Once the conceptual logic was validated, the focus shifted to high-fidelity designs. The core emphasis of implementation was translating a highly complex AI pipeline into a digestible, consumer-grade UI.

  • The Upload Flow: Designed a frictionless drawer interface that allows users to paste transcripts or notes, define the product area, and set the organizational context before running the AI extraction.

  • Categorized Insights Matrix: Instead of just summarizing a call, the dashboard breaks down extractions into distinct UI modules: Pain Points (red), Feature Requests (blue), and Highlights (green).

  • Competitor Tracking: A dedicated component visualizing mentions of rival products across all calls, providing immediate value to Product Marketing teams.

  • "AI needs to know what it's looking for": By utilizing strict UI taxonomies—filtering by Product, Organization Size, and Discussion Type—we pass tighter context to the LLM, narrowing its focus and preventing hallucinations.

Outcome and summary

In short, we turned conversational noise into “product signals,” significantly reducing the time it takes to identify market needs:

  • Before: PMs had to manually read CRM notes, search for keywords, and build their own spreadsheets to track feature requests.

  • After: The dashboard surfaces a natural language theme (e.g., "API rate limits are too restrictive") backed by data from dozens of calls across the organization.

Other impacts include:

  • Edge-Native Speed: By leveraging serverless compute and vector databases, the UI processes and clusters insights with near-zero latency compared to traditional centralized servers.
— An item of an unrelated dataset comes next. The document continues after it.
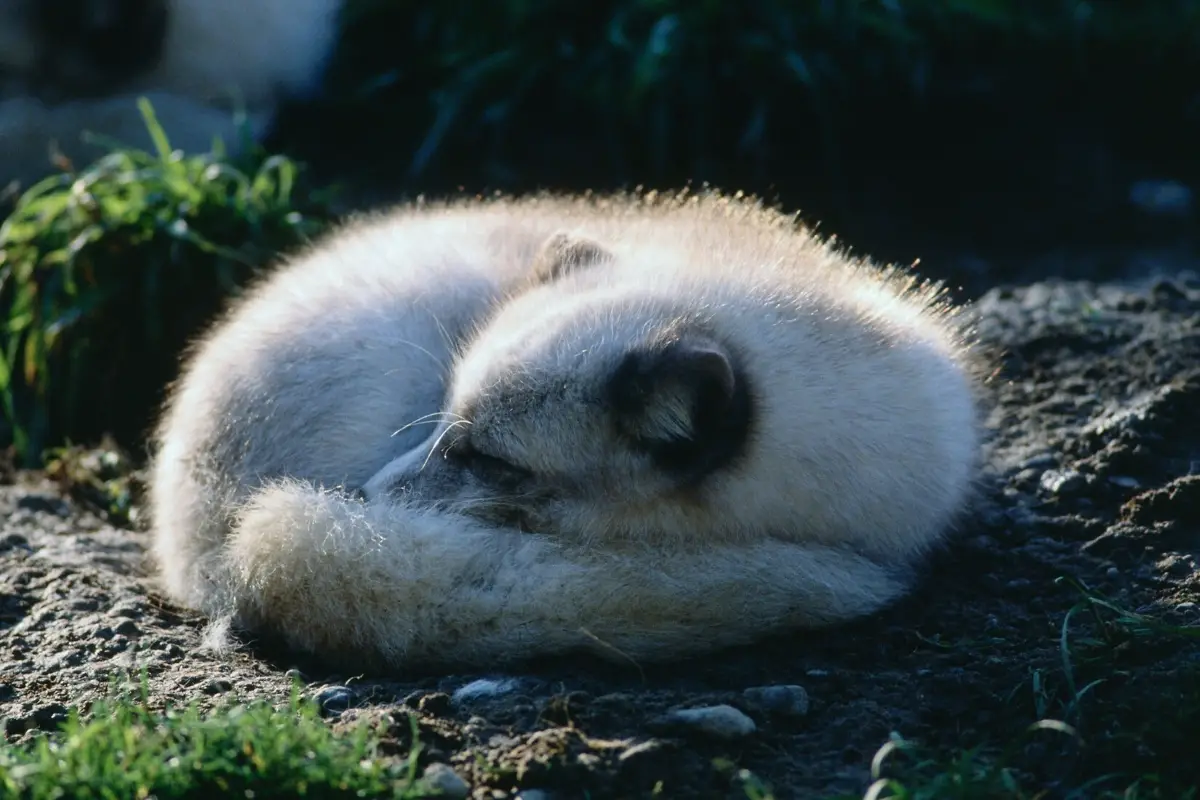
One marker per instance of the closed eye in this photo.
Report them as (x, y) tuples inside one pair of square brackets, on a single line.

  • Action Item Tracking: Created a dedicated workflow for Customer Success to track "Open Action Items" directly from transcripts, reducing account churn risk.

  • Information Architecture: Streamlined the path for Product Managers. The flow moves from a high-level aggregate view of 1,000+ calls down to the specific user quote driving a feature request—all within a few clicks.

  • Primary Job Performers: Identified the specific needs of cross-functional teams who need to solve "What should we build next?" The AI acts as a product operations analyst, triaging feedback before the PM even sees it.